Hasta hace muy poco ni siquiera sabía lo que eran las borrajas. No fue hasta una conversación, hace ya unos años, con mi hermana cuando salió el tema a colación porque ella las había comprado en el mercado y estaba preguntando por el chat de la familia si sabíamos como se preparaban.

Para los incultos en materia agricultora, como yo, os diré que las borrajas son plantas que suelen tener las hojas y el tallo repleto de pelo. Son típicas del clima mediterráneo aunque se cree que son originarias de Siria y de Egipto.

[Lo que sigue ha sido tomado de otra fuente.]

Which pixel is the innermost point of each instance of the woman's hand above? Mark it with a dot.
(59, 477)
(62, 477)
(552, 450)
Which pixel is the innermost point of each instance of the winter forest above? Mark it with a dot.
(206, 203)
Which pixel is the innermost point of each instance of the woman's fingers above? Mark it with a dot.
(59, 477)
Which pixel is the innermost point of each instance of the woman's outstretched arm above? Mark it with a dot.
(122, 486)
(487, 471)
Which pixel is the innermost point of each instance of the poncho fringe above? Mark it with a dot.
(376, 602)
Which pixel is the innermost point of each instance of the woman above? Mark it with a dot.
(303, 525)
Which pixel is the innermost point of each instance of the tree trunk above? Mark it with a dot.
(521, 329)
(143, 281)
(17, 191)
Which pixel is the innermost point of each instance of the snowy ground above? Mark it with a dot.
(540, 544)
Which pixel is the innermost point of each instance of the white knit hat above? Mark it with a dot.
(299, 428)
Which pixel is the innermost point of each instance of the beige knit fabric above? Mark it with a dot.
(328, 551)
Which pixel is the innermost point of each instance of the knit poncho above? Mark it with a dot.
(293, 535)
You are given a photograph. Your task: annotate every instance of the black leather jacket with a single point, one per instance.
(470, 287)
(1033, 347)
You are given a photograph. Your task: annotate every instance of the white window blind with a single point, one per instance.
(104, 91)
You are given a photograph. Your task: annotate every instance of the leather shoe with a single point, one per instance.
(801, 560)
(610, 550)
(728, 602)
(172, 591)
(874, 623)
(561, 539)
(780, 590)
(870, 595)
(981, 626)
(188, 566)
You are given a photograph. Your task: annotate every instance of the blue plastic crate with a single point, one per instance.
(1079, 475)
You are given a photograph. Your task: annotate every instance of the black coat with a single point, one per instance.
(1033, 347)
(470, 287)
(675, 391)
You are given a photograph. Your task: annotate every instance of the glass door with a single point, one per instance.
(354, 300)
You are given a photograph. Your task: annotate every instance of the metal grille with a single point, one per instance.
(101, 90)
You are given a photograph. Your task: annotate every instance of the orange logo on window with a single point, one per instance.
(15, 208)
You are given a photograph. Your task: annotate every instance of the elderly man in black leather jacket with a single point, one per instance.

Y, ¿Por qué las utilizamos para hacer referencia al fracaso? Según los expertos, a las borrajas se les atribuía capacidades de fertilidad para las mujeres. Por eso, cuando existían problemas a la hora de concebir, a la futura mamá se le obligaba a beber el caldo de su cocción. Si una vez realizado este ritual la mujer seguía sin poder tener hijos se decía que todos los intentos habían quedado en agua de borrajas.

Sin embargo, hay que matizar que en su origen más primigenio la expresión no hacía referencia a las borrajas, sino a las cerrajas que son una especie de lechuga. Este alimento también se hervía para ser consumido y el caldo que quedaba, una vez retirada la cerraja, era un agua que no tenía ningún tipo de nutriente, ni sabor, ni valor alimenticio. En resumen, que no valía para nada. El símil entre los dos vocablos fue el responsable de que se sustituyera una hortaliza por otra.